Столь откровенно мать с дочерью не разговаривали еще никогда. Разумеется, в свое время старшая (она же современная женщина, идет вторая половина двадцатого века!) объяснила младшей о месячных и откуда берутся дети, однако разговора о половой жизни между ними не происходило. И теперь Васнецова-младшая только краснела, пораженная тем, что мама называет, не чинясь, вещи своими именами. Плюс к тому – какой же у матери, оказывается, неприглядный и жесткий взгляд на взаимоотношения полов! Взаимоотношения, которые до той поры рисовались в воображении Наташи подернутыми романтическим флером. Там, в ее в мечтах, был коленопреклоненный, как Онегин, юноша, и беготня по песку на французском песчаном побережье под музыку «Истории любви» или «Шербурских зонтиков». Напомним, на дворе стояли шестидесятые годы прошлого столетия, и великая сексуальная революция только начиналась на Западе, а в пуританском СССР ею даже не пахло. Поэтому откровенные – и ничего больше! – слова матери показались девочке до предела циничными.
– Мама!.. Да откуда ты такое взяла? Они хотят нас? – только развела руками Наташа. – Откуда ты наших мальчишек знаешь?

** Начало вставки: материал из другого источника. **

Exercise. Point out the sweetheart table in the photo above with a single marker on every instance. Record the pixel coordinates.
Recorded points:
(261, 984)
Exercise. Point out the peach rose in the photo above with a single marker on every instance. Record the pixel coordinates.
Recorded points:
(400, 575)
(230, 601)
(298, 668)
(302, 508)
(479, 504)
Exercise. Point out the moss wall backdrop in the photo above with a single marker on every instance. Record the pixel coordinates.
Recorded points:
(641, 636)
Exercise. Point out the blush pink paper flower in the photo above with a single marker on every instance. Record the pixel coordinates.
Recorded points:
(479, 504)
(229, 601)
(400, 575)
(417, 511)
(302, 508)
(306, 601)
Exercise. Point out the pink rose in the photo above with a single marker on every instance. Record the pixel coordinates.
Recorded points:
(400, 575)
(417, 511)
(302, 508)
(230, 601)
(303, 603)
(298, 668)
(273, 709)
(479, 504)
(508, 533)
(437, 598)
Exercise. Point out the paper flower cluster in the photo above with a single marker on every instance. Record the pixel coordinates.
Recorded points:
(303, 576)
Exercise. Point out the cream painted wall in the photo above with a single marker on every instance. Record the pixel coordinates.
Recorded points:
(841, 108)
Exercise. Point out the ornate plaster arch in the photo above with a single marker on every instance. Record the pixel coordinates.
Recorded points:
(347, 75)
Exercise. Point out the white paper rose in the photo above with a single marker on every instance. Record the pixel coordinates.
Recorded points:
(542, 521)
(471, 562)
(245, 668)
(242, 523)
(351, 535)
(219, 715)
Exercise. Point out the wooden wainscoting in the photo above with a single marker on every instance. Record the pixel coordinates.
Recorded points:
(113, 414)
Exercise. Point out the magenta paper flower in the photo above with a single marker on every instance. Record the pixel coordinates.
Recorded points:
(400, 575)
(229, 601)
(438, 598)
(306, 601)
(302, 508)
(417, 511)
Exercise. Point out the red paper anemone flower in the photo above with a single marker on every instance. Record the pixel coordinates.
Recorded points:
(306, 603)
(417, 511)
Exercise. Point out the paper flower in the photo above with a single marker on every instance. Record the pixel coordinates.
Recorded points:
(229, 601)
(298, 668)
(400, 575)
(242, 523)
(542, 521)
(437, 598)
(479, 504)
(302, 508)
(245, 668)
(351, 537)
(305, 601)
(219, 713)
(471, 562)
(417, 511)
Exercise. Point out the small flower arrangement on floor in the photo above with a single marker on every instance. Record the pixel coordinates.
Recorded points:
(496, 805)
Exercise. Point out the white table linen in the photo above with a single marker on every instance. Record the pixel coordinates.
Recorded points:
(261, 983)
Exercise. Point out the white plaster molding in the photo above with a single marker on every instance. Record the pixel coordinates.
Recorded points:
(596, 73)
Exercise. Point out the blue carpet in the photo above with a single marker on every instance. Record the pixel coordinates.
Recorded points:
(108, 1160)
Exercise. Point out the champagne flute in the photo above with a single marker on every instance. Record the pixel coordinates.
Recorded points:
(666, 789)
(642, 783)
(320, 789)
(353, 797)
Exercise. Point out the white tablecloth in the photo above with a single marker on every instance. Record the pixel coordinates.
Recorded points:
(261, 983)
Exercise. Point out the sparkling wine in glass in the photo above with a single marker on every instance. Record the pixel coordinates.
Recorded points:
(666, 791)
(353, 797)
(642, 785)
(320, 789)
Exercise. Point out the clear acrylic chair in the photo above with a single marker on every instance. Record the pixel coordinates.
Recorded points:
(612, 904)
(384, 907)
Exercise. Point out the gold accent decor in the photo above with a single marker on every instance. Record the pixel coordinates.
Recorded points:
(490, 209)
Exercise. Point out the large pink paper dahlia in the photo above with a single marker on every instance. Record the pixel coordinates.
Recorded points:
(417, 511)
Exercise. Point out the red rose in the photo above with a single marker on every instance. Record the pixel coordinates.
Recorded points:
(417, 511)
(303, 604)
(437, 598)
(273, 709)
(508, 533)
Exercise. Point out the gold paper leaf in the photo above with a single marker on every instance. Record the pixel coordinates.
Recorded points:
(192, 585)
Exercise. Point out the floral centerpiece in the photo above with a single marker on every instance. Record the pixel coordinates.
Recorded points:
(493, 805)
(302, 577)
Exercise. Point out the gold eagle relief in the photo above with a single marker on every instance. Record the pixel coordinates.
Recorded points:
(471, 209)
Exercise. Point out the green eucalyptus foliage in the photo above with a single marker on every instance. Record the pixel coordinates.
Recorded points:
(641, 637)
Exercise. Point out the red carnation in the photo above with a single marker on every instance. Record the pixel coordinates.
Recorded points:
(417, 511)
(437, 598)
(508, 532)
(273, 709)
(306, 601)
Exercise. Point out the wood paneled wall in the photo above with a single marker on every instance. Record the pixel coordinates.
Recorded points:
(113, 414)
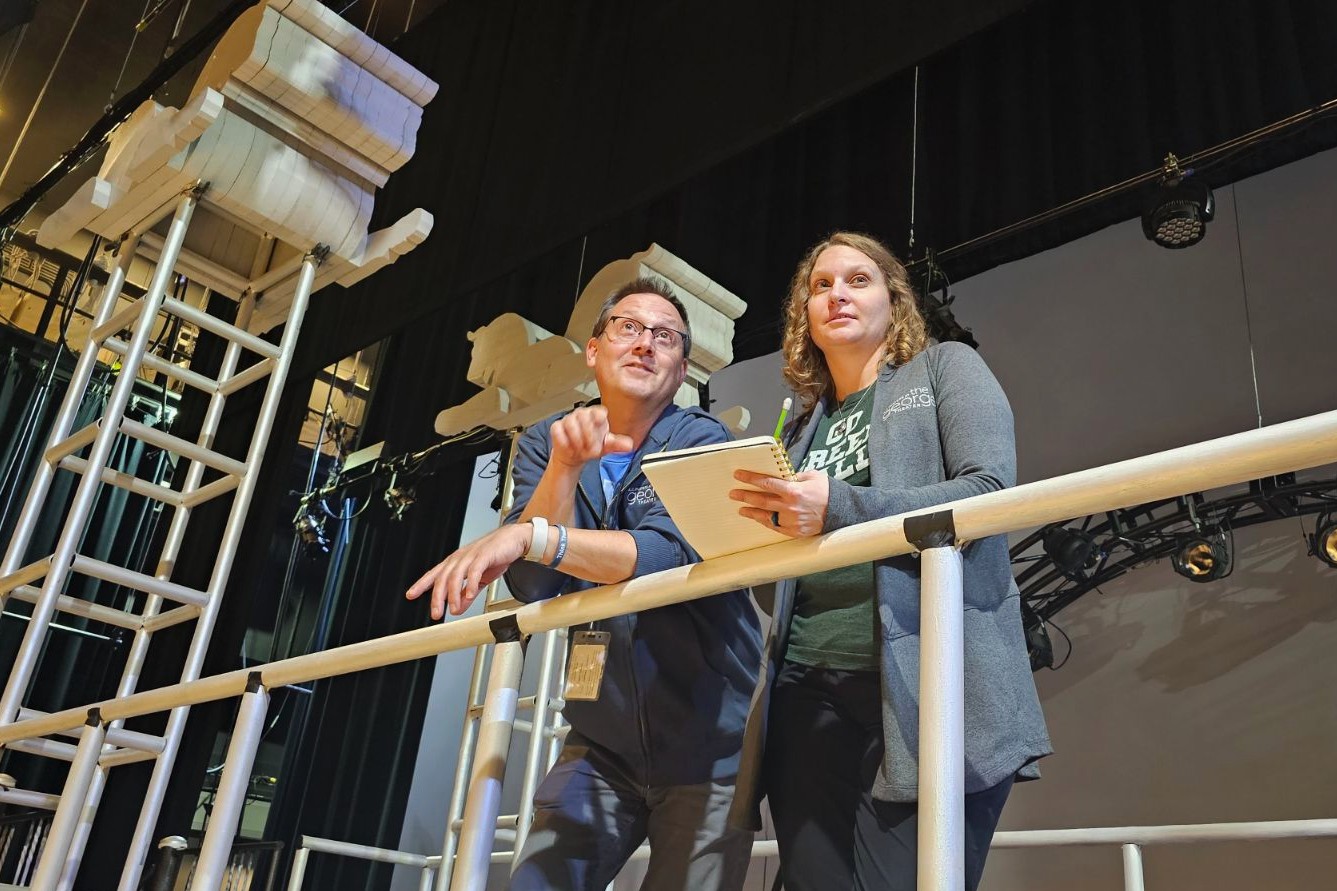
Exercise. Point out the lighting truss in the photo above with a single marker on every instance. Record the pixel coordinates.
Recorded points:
(1138, 535)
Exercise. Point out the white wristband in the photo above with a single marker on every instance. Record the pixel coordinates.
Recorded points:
(539, 543)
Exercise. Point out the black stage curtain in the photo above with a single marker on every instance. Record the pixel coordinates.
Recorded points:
(563, 139)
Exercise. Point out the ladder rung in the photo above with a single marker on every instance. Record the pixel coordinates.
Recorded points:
(115, 736)
(211, 491)
(138, 581)
(24, 574)
(163, 367)
(170, 617)
(221, 328)
(125, 756)
(125, 480)
(72, 443)
(87, 609)
(504, 822)
(118, 321)
(179, 446)
(261, 369)
(28, 799)
(44, 748)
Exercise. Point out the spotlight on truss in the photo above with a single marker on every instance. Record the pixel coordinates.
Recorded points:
(400, 499)
(1038, 644)
(1179, 208)
(1203, 557)
(1071, 550)
(310, 527)
(1322, 543)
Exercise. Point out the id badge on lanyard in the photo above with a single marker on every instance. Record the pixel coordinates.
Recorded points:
(586, 665)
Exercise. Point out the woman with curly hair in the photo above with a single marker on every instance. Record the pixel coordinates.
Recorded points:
(892, 422)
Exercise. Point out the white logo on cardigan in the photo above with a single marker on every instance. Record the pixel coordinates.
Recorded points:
(642, 495)
(917, 398)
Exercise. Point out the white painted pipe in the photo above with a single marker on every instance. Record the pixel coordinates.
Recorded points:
(538, 744)
(941, 725)
(484, 799)
(1131, 868)
(230, 796)
(1296, 444)
(60, 428)
(1179, 834)
(72, 795)
(142, 839)
(86, 492)
(362, 851)
(298, 874)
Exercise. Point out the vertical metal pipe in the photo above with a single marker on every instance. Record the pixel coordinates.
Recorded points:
(484, 800)
(71, 803)
(86, 492)
(469, 733)
(539, 743)
(27, 522)
(298, 874)
(222, 569)
(941, 794)
(231, 787)
(167, 559)
(1131, 868)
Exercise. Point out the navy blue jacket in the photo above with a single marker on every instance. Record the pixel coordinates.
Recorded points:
(678, 678)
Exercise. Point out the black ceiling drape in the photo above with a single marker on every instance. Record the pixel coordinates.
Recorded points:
(564, 139)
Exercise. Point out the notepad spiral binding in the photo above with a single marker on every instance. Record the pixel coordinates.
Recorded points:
(782, 459)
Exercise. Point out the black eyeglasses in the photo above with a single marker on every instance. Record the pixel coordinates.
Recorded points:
(627, 331)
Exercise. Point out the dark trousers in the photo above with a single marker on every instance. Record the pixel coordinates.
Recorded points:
(824, 747)
(591, 812)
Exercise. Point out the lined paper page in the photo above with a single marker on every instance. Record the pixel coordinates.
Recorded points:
(694, 484)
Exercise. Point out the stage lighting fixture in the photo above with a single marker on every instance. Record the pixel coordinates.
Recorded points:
(1203, 558)
(1179, 209)
(1038, 645)
(1324, 541)
(310, 527)
(400, 499)
(1071, 550)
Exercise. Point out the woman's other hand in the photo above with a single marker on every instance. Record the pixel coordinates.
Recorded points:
(796, 507)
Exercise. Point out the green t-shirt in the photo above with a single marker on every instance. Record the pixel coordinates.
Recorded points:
(834, 621)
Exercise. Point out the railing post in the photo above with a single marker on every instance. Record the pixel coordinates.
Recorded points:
(484, 802)
(941, 757)
(298, 874)
(72, 796)
(231, 787)
(169, 863)
(1131, 867)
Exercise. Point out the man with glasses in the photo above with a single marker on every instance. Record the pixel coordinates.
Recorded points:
(653, 749)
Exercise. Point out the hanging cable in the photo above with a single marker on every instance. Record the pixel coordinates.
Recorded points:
(1244, 290)
(913, 157)
(42, 94)
(125, 63)
(580, 269)
(12, 54)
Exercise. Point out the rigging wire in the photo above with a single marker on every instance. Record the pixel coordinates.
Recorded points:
(42, 94)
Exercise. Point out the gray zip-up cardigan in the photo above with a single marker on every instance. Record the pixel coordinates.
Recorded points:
(940, 430)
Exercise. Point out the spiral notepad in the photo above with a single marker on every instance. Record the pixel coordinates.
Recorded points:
(694, 484)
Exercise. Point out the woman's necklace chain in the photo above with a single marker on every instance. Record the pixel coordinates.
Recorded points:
(857, 404)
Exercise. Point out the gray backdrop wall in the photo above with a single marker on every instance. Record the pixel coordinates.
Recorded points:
(1181, 703)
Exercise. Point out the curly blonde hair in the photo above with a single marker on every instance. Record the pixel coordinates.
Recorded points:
(907, 335)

– А то я других не знаю! Все они одинаковые. Ты конфетки-то ешь. Полезно, говорят, для умственной деятельности.
– Умственная деятельность! – с горькой усмешкой воскликнула дочь. – Зачем она мне?!
– Что значит – зачем?
– Мой удел теперь – пеленки.
– Ерунда! Чем больше человек загружен, тем больше он успевает! Я на себе проверила. Думаешь, легко нам с папой было тебя рожать-купать-пеленать – и в вузе учиться одновременно? А ведь никаких бабушек-дедушек у нас не было. И ничего. Вырастили ведь! И красивой, и умной…
– Да уж… – саркастически, самокритично прошептала девочка.
– А умственная работа тебе сейчас нужна не для того, чтобы тригонометрические уравнения решать. А чтобы будущность свою обеспечить. Итак, вернемся к мальчику, который тебе нравится. Кто он?
– Что конкретно тебя интересует?
– Все. Как зовут? Красив ли? Рост? Телосложение? Родители?
– Его родители для тебя, конечно, важнее всего, – хоть и в откровенном разговоре, но кольнула маму дочка. – Происхождение! Уровень!
– Да, это немаловажный фактор, – охотно согласилась старшая Васнецова.
– Зовут его Валерой. Высокий. Симпатичный. Учится без троек. Но он, знаешь ли, в школе редко бывает.
– А что такое? – озабоченно переспросила мать. – Болеет?
– Нет, он спортом занимается. Он у нас хоккеист. В ЦСКА играет. Не в главной команде, а в какой-то молодежной. Или в юношеской. Не понимаю разницы. Но все равно, он рассказывал, что у него две тренировки в день. Хоть и учиться успевает.